Prescription drugs have various potentials for abuse, this is why these substances have very specific requirements for distribution, acquisition, storage, security, inventory and even disposal. These regulations apply to everyone who creates, distributes, uses and conducts research with these drugs.
Drug possession can be a crime charged in court. However, some states in the United States may have different versions of the same law, such as in North Carolina.
In fact, North Carolina’s criminal law statutes state that it is illegal to possess controlled substances in the state.
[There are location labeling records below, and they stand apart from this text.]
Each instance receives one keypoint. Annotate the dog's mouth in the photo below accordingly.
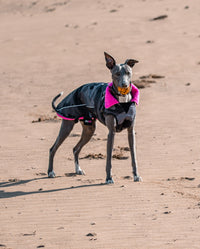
(124, 90)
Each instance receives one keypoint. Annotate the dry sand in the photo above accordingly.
(50, 46)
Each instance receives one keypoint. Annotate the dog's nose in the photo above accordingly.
(124, 84)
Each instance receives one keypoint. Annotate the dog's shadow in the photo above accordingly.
(7, 194)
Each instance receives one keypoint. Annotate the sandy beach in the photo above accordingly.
(49, 46)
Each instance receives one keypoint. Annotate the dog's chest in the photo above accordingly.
(125, 99)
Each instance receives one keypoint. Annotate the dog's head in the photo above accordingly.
(121, 73)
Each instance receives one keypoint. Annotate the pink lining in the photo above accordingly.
(110, 100)
(64, 117)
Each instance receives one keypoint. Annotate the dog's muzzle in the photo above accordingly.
(124, 90)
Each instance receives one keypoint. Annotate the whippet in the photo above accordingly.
(113, 104)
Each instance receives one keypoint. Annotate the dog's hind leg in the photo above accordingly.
(87, 133)
(66, 127)
(131, 140)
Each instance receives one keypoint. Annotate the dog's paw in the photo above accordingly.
(51, 174)
(109, 181)
(80, 172)
(137, 179)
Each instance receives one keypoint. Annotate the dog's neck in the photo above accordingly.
(124, 99)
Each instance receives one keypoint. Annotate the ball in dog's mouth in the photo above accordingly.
(124, 90)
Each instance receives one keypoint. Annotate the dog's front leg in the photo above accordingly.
(131, 140)
(110, 123)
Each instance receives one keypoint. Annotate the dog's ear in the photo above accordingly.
(131, 62)
(110, 61)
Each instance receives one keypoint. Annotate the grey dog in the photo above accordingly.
(114, 105)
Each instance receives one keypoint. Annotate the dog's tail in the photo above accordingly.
(54, 100)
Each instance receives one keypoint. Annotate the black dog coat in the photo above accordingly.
(95, 101)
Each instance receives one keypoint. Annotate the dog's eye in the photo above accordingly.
(118, 73)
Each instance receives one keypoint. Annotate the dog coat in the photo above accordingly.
(95, 101)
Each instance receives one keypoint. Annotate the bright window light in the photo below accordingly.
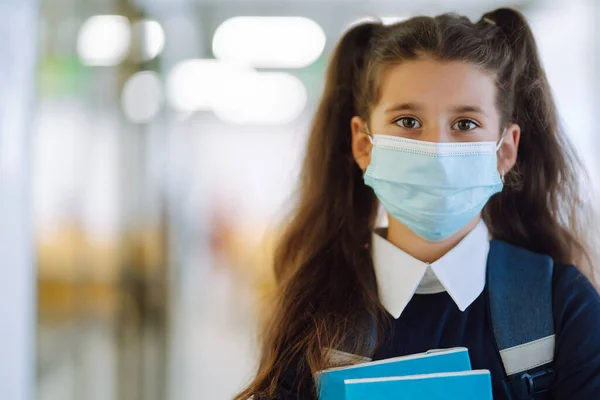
(261, 98)
(153, 38)
(269, 42)
(193, 85)
(104, 40)
(142, 97)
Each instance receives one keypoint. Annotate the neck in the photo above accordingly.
(408, 241)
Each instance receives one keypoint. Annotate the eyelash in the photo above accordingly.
(456, 122)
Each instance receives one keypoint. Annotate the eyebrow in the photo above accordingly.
(417, 107)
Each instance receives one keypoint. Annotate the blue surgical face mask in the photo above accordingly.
(434, 189)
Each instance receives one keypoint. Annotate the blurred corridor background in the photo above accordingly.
(148, 150)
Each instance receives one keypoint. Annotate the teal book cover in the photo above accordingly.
(467, 385)
(330, 383)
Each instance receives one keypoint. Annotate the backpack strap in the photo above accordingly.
(520, 300)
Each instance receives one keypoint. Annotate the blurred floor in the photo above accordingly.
(212, 345)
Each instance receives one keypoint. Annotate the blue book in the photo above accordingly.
(330, 382)
(467, 385)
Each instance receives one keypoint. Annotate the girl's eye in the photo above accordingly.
(465, 125)
(408, 123)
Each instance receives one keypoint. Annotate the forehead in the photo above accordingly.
(431, 82)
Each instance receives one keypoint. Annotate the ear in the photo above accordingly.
(507, 153)
(361, 143)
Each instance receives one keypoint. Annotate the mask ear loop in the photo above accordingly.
(502, 173)
(370, 136)
(501, 140)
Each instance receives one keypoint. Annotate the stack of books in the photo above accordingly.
(434, 375)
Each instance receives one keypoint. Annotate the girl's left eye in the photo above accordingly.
(465, 125)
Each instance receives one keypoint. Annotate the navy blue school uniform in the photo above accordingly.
(445, 304)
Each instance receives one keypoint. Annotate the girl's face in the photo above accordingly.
(436, 101)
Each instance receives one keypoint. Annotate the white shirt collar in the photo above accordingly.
(461, 272)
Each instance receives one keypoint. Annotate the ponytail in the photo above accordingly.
(543, 207)
(326, 292)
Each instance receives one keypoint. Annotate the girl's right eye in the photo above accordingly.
(408, 123)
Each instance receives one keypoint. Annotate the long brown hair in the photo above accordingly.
(327, 294)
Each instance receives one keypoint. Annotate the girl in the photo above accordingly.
(450, 126)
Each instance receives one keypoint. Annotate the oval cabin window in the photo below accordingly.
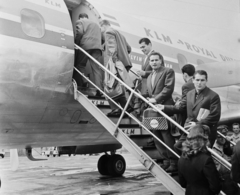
(32, 23)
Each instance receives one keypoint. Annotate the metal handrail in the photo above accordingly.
(150, 104)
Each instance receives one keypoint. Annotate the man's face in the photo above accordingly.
(102, 28)
(221, 140)
(200, 82)
(155, 62)
(145, 48)
(236, 129)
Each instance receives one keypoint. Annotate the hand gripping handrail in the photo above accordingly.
(216, 156)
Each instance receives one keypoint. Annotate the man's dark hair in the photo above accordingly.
(160, 57)
(235, 124)
(201, 72)
(145, 40)
(189, 69)
(83, 15)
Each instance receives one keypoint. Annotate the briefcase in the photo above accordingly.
(153, 120)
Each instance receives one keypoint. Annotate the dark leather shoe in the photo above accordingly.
(99, 94)
(130, 109)
(165, 164)
(112, 112)
(172, 168)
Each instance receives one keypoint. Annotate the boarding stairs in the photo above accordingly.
(120, 128)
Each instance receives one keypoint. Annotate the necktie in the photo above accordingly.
(153, 78)
(196, 97)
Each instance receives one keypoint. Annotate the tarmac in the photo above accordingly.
(75, 175)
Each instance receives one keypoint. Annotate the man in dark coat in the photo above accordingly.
(146, 47)
(117, 47)
(197, 171)
(160, 86)
(201, 99)
(188, 71)
(88, 37)
(236, 163)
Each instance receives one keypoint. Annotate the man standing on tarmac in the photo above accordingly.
(202, 104)
(160, 86)
(146, 47)
(88, 37)
(188, 71)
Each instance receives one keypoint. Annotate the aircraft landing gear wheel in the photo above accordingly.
(103, 164)
(116, 165)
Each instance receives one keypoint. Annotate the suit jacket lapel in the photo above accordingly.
(149, 84)
(200, 98)
(158, 76)
(146, 64)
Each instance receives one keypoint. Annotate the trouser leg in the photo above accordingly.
(167, 138)
(178, 145)
(122, 101)
(80, 63)
(98, 74)
(169, 141)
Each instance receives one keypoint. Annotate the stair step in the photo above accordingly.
(141, 140)
(131, 129)
(100, 102)
(97, 98)
(153, 152)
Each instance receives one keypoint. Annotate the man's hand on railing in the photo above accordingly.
(160, 106)
(141, 72)
(152, 100)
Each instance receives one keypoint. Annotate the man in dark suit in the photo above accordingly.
(146, 47)
(178, 109)
(160, 86)
(88, 37)
(205, 98)
(235, 171)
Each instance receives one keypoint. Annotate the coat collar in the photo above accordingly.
(200, 96)
(146, 59)
(159, 73)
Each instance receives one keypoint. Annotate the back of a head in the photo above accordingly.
(189, 69)
(83, 15)
(201, 72)
(196, 141)
(145, 40)
(159, 55)
(105, 23)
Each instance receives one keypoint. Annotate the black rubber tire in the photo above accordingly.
(116, 165)
(102, 164)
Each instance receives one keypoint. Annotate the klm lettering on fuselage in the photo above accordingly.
(136, 57)
(188, 46)
(53, 3)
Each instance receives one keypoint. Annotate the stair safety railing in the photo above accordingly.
(129, 99)
(133, 92)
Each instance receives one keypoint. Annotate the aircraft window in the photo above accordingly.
(182, 60)
(32, 23)
(199, 62)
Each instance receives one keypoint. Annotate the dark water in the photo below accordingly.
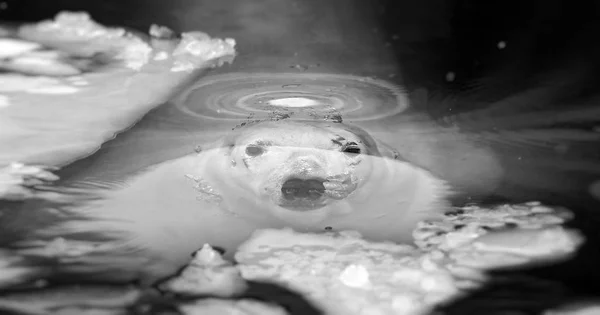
(517, 80)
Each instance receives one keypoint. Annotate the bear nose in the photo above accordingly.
(295, 188)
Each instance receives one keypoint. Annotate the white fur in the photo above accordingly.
(157, 217)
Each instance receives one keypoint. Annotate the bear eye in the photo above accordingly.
(351, 148)
(254, 150)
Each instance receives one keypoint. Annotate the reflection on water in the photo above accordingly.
(283, 154)
(237, 96)
(510, 139)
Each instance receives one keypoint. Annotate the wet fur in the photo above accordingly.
(154, 221)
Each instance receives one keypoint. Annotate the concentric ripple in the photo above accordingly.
(238, 96)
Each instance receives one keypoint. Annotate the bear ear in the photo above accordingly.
(375, 146)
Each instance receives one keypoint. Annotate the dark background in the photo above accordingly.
(421, 41)
(416, 43)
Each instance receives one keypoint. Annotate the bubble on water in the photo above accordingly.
(235, 96)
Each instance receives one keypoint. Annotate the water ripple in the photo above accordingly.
(236, 96)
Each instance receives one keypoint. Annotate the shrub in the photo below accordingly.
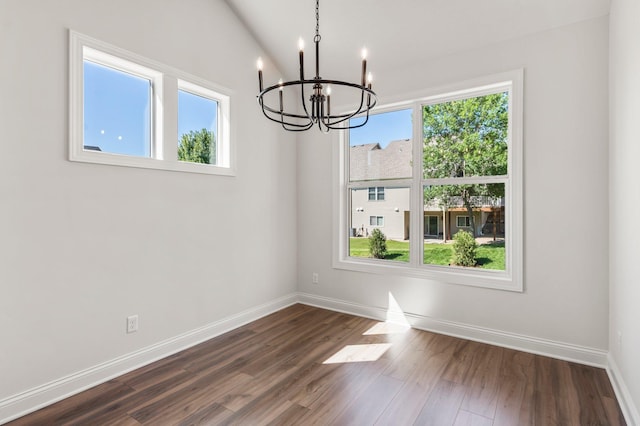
(377, 244)
(464, 249)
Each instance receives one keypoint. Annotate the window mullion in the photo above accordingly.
(166, 115)
(417, 210)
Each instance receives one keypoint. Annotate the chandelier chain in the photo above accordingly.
(315, 96)
(317, 37)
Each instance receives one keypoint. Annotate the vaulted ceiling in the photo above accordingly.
(395, 32)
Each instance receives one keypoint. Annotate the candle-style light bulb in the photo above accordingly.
(259, 64)
(301, 48)
(364, 65)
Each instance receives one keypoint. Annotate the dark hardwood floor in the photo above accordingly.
(305, 365)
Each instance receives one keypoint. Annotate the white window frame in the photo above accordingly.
(376, 193)
(511, 278)
(467, 219)
(165, 81)
(377, 220)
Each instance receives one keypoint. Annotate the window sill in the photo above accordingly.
(148, 163)
(474, 277)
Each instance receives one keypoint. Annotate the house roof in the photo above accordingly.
(372, 162)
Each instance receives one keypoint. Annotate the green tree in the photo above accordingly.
(377, 244)
(464, 249)
(197, 147)
(464, 138)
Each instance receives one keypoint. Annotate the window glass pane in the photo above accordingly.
(466, 137)
(390, 216)
(476, 209)
(197, 128)
(382, 148)
(117, 111)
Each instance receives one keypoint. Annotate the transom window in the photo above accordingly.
(447, 164)
(128, 110)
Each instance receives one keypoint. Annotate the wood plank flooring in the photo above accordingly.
(305, 366)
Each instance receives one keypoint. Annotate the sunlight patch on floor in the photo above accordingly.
(387, 328)
(395, 314)
(359, 353)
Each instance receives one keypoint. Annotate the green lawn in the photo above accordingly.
(489, 256)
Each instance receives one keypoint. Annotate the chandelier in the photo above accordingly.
(315, 95)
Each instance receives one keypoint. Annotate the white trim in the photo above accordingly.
(574, 353)
(164, 112)
(38, 397)
(41, 396)
(629, 410)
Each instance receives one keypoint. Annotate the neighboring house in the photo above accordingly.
(387, 207)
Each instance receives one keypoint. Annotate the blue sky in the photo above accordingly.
(117, 111)
(382, 128)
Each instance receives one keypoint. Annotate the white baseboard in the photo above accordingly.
(629, 409)
(33, 399)
(564, 351)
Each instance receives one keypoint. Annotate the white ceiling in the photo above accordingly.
(396, 31)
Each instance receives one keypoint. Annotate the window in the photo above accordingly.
(376, 220)
(455, 165)
(128, 110)
(117, 110)
(197, 124)
(463, 221)
(376, 193)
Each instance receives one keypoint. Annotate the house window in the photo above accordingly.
(380, 171)
(459, 167)
(376, 193)
(197, 124)
(117, 109)
(128, 110)
(463, 221)
(376, 220)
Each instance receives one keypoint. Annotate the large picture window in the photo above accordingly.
(454, 168)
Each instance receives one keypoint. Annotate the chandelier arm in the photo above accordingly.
(286, 119)
(304, 103)
(281, 121)
(344, 117)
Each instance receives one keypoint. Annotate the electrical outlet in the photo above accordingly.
(132, 324)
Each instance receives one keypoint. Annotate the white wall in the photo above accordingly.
(565, 184)
(83, 246)
(624, 195)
However, the penalties for such possession depend on the kind of drug, the amount of the drug, and if the individual has other convictions. These people and groups have to follow the Prescription Drug Monitoring Program in their specific states, as they may have specific rules.
A Prescription Drug Monitoring Program is something that states use to address problems on prescription drug abuse, addiction and diversion. It may also serve other purposes such as the support access to legitimate medical use of controlled substances, to identify and deter or prevent drug abuse, and facilitate and encourage the identification, intervention with and treatment of persons addicted to prescription drugs.
According to the National Alliance of Model State Drug Laws (NAMSDL), the PDMP is also a statewide electronic database that collects designated data on substances that is dispensed in the state. It is housed by a specified statewide regulatory, administrative or law enforcement agency.
The State of North Carolina has created a Drug Control Unit (NC-DCU) within the Division of Mental Health. This is in response to a need for improved regulation of prescription drugs.
This state-wide reporting system was established to improve North Carolina’s ability to identify and respond to people who abuse and misuse prescription drugs. It is also meant to assist clinicians in identifying and referring for treatment patients that are misusing the said substances.